День я работал нормально, самочувствие хорошее, признаков болезни не наблюдалось. Вечером дома, после ужина, появляется слабость, перед сном начинался озноб и повышение температуры. В субботу вызывали врача. Выслушав мой жалобы, врач говорил: «на-верно воспаление мочевого пузыря. Что принимаете»? Катя покажет таблетки бисептола. «Продолжаете принимать их, а в понедельник обратитесь к своему врачу».
Утром в понедельник температура нормальная. Прихожу к врачу. «Как себя чувствуете»? говорю слабость и усталость какая-то. «Ничего, идите работайте, почувствуете плохо – приходите».
Хуже не было, состояние здоровья за неделю нормализовалось, я продолжал работать. Так болезнь проявлялась ежегодно один раз в течение 3-4 лет. Мочился слабой струей, иногда с незначительной болью.
Весной 1988 года, также в пятницу, я заболел. В понедельник явился к участковому врачу. Прежнего врача не было. В кабинете была женщина молодая, стройная, красивая и обаятельная – врач Маркина Наталья Владимировна. Выслушав мои жалобы, она не отправила меня на работу, а взялась за мое лечение. Она исследовала анализы мочи и крови, на-значила лекарства, там где в чем-то была не уверена, водила меня в соседние кабинеты к опытным специалистам на консультацию. Дала направление к уролог. Заключение уролога - аденома. Маркина сказала: «эта болезнь не излечивается, ее надо оперировать». Рекомендует лечь в больницу. Мне в больницу не очень хотелось. Когда я поправился, со здоровьем стало все нормально, а «слабая и прерывистая» меня не очень удручала, я на операцию пока не решался, продолжал работать. Истоки болезни никуда не делись и я опять заболел. Появился озноб, повысилась температура. Наталья Владимировна исследует анализы мочи и крови, выписывает необходимые лекарства, рекомендует лечь в больницу. Болезнь затянулась, держится повышенная температура, мочился с небольшой резью. Я решаюсь на операцию. Маркина в мае 1988 года дает мне направление. В пятницу мы с Катей пошли в больницу. У меня повышенная температура, настроение удручающее. В приемном покое меня не приняли. «Это направление не действительно, надо направление уролога». Разговор окончен.

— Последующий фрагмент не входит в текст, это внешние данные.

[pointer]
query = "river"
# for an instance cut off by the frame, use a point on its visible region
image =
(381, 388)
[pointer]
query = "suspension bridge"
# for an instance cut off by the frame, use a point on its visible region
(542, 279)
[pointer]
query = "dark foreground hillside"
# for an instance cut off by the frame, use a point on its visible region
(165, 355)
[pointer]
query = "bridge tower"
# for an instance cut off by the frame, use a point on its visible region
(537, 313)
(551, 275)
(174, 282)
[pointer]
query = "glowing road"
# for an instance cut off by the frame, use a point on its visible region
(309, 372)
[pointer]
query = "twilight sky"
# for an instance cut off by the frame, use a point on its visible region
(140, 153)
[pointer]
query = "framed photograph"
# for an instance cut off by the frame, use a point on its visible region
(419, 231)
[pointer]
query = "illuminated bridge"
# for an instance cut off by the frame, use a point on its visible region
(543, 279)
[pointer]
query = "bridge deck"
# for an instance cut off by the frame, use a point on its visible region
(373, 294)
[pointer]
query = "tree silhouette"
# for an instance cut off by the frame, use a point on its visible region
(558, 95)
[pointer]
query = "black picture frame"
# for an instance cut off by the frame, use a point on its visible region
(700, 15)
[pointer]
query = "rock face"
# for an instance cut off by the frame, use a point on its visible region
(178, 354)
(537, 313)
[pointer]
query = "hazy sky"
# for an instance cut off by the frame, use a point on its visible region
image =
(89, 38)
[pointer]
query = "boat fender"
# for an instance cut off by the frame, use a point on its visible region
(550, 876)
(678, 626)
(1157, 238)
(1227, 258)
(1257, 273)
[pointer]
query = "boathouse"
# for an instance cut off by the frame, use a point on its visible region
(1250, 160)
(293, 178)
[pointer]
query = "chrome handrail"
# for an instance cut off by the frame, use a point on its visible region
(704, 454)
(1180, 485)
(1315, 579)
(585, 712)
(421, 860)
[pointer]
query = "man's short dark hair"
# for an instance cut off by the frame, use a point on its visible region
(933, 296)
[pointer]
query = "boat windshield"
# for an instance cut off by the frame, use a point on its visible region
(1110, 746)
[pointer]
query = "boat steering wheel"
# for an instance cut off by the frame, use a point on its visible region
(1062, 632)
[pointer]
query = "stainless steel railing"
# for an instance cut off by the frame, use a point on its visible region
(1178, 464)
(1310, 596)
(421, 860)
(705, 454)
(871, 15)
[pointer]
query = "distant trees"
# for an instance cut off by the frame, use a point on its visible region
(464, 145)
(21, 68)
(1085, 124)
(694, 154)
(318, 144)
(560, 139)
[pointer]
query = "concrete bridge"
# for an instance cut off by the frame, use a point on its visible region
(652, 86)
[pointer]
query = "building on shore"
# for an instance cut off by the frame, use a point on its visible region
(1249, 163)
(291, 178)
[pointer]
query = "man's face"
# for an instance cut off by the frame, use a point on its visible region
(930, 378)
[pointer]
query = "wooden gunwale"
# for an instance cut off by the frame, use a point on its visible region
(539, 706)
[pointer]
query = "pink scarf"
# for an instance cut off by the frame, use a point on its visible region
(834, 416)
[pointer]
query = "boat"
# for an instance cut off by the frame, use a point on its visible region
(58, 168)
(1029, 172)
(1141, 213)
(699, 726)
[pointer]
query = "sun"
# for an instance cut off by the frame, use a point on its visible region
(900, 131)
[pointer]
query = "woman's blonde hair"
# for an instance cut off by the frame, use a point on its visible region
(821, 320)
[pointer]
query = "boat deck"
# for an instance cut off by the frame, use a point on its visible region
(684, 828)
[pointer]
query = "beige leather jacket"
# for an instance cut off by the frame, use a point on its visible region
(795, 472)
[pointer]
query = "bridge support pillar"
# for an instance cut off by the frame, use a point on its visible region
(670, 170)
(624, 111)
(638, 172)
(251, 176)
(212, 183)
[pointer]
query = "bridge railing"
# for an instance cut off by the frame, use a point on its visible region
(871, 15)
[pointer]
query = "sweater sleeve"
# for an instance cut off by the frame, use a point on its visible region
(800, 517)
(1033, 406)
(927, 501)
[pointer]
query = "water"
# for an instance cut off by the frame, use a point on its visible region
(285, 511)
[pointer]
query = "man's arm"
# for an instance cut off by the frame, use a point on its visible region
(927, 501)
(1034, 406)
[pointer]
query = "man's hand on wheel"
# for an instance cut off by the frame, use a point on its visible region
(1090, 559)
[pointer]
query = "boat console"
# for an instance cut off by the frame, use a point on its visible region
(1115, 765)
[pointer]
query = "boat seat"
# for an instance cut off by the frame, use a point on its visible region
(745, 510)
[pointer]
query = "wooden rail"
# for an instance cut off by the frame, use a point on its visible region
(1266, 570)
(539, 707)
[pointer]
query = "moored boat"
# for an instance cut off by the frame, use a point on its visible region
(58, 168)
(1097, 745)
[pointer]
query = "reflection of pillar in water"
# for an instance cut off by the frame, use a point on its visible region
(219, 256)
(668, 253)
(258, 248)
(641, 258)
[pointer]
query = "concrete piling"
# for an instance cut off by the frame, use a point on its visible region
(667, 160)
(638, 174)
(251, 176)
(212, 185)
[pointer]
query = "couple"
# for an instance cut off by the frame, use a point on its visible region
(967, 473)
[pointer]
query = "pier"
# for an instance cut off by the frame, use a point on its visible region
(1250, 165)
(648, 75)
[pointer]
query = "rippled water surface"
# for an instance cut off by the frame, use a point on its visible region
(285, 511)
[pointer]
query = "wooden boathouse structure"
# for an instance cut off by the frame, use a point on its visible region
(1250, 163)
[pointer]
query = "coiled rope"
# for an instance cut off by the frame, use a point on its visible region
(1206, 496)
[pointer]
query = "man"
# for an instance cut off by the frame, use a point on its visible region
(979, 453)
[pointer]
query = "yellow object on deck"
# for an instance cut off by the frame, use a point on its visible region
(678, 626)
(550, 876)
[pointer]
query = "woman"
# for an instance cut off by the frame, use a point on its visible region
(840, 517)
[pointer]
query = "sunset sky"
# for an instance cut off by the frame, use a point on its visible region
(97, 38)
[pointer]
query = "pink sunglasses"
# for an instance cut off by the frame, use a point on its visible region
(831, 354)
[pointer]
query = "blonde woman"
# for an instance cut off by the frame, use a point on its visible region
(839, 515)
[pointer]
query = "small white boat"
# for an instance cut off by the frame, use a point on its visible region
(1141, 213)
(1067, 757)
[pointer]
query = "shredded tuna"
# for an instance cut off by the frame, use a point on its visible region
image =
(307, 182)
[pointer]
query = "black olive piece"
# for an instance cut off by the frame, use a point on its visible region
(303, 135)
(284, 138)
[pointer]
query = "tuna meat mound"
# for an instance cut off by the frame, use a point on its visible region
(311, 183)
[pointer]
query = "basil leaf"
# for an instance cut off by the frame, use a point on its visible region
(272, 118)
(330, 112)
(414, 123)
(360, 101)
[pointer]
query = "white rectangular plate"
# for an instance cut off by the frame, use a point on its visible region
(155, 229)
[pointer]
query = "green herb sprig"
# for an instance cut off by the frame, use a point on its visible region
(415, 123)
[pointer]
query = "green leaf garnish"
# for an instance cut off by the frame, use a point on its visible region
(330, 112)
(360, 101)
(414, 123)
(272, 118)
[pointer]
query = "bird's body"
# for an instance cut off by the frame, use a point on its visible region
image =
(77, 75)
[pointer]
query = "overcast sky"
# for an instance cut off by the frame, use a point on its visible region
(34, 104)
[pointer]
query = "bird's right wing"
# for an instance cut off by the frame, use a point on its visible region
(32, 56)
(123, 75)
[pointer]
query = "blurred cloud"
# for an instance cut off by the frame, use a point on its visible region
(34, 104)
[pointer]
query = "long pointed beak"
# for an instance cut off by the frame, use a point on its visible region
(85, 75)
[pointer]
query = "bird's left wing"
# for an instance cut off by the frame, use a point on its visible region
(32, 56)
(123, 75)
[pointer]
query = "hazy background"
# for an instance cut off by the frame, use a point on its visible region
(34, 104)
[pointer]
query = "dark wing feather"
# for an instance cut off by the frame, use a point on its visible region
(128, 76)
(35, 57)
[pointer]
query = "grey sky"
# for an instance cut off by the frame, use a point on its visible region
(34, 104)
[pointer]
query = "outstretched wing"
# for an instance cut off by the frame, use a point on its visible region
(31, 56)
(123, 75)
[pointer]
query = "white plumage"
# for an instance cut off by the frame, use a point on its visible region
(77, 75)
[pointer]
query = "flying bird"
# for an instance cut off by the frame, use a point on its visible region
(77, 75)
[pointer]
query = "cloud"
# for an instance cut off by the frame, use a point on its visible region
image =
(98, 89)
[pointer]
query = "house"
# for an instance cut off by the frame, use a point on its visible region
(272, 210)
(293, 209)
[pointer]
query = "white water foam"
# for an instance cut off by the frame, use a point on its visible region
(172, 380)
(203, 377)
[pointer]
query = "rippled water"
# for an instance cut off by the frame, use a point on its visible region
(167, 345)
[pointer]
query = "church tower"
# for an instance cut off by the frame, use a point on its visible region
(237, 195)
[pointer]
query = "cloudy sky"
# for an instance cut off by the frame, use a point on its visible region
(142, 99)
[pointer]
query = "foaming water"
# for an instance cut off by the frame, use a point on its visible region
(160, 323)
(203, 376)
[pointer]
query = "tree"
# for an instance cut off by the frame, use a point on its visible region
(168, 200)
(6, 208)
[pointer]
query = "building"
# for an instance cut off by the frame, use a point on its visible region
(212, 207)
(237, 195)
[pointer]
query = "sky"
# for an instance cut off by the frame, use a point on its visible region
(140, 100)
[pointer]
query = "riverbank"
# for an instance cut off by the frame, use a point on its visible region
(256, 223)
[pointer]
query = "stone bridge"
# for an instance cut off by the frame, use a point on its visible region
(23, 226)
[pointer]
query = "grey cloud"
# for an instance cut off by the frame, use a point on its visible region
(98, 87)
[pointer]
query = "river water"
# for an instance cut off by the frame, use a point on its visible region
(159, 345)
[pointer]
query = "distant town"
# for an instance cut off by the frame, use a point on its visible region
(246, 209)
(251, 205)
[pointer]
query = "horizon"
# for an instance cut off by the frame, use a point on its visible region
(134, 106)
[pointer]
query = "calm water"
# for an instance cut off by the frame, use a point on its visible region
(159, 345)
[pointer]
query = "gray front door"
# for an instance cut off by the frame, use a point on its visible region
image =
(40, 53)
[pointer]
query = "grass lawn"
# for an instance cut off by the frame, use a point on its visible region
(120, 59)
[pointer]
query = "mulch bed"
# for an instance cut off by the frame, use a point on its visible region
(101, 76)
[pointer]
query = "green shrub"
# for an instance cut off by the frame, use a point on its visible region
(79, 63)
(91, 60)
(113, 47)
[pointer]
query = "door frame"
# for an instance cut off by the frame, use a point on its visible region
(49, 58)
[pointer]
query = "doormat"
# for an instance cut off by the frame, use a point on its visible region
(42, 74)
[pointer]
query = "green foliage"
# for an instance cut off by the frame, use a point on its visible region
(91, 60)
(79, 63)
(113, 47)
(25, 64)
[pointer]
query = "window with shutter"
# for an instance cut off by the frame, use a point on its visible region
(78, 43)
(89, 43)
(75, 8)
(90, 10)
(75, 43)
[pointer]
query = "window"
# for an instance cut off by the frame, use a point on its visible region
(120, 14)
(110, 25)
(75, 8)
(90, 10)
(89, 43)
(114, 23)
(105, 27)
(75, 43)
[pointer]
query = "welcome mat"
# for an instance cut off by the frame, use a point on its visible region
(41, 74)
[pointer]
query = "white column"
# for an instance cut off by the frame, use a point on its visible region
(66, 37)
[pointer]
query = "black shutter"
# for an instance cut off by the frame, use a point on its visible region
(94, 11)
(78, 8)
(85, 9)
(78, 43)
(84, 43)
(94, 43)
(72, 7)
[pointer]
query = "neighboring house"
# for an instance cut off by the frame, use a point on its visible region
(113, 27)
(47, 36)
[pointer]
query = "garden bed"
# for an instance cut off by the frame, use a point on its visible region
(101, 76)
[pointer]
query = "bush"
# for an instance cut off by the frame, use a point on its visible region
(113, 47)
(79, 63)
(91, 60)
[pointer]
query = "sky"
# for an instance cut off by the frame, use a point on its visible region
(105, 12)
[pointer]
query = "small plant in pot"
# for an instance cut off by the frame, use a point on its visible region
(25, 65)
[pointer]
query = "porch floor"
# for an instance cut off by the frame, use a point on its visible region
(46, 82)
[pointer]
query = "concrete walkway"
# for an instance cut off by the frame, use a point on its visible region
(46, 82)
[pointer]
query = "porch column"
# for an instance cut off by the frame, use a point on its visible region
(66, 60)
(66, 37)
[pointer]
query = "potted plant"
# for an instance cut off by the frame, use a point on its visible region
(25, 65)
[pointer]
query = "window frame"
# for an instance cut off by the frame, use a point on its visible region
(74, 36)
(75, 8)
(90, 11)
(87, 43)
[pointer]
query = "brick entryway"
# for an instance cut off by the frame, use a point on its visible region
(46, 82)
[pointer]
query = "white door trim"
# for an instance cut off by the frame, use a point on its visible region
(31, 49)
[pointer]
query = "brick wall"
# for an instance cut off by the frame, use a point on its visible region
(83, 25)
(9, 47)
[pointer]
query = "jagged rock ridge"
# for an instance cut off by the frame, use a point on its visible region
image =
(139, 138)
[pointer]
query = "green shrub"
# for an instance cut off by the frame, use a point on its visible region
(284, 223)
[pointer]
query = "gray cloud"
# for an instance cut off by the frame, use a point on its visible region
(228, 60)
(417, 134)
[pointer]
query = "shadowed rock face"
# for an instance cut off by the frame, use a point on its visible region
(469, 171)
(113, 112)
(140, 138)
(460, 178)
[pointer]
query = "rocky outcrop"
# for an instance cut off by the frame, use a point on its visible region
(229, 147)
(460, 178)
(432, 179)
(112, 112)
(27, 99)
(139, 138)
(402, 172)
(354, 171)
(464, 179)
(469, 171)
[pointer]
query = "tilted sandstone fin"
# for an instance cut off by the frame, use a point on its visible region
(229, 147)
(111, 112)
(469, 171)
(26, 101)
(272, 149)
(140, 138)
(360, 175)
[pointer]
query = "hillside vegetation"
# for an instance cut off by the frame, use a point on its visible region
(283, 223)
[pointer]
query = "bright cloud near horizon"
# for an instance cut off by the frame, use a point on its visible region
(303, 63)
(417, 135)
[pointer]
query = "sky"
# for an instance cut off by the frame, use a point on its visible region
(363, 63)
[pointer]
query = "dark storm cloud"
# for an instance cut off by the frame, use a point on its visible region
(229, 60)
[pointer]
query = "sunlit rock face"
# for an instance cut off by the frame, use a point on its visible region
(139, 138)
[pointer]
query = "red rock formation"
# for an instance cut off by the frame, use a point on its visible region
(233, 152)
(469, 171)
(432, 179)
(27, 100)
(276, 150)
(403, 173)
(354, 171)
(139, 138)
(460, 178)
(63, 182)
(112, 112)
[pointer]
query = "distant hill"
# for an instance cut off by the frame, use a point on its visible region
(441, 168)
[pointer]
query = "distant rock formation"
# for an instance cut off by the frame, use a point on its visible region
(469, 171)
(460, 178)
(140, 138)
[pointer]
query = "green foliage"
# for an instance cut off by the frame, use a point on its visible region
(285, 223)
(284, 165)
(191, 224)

Из больничного городка мы пошли в городскую поликлинику к урологу. Выслушав мою просьбу, она поинтересовалась «мочитесь сами»? Да. «Идите домой, подлечитесь, а тогда придете я возьму вас на учет».
Не совета, не рекомендации как подлечиться она не дала. Мы пошли домой. Я размышляю, раз специалист не торопится направлять меня на операцию, значит болезнь не так уж и страшна.
В понедельник иду к Маркиной. Она меня подлечила. Здоровье нормализовалось, я продолжаю работать. Идти к урологу, вставать на учет у меня желания не было. «Слабая и прерывистая» меня не беспокоила.
Однажды, на автобусной остановке, Наталья Владимировна сказала: «В некоторых случаях аденому лечат клюквой». Как там лечат я не знал, но сообщение принял как рекомендацию. У меня была возможность клюкву получать с Урала и я ее года 2-3 (протертую с сахаром) постоянно принимал. Не помню было ли у меня от этого улучшение, но хуже не было. Чай с клюквой я пил с удовольствием.
Артериальное давление у меня в юности, да и в зрелом возрасте, было нормальное 120/80. Вес тела соответствовал моему росту в сантиметрах минус сто. Не помню с какого времени у меня повысилось артериальное давление. По состоянию здоровья я этого не ощущал.
В 1996 году, при поступлении в профилакторий, у меня было давление 200/100. дежурная врач забеспокоилась, а я чувствовал себя нормально. Врач посоветовала в течение 10 дней проверять давление. Результат 10-ти замеров от 130/70 до 200/100. Среднее получается 155/85. В 1989 году, в газете «Ветеран» №27, было написано. «Для людей пожилого возраста (60-74 лет), нормальным считается артериальное давление до 160/95 мм рт. ст».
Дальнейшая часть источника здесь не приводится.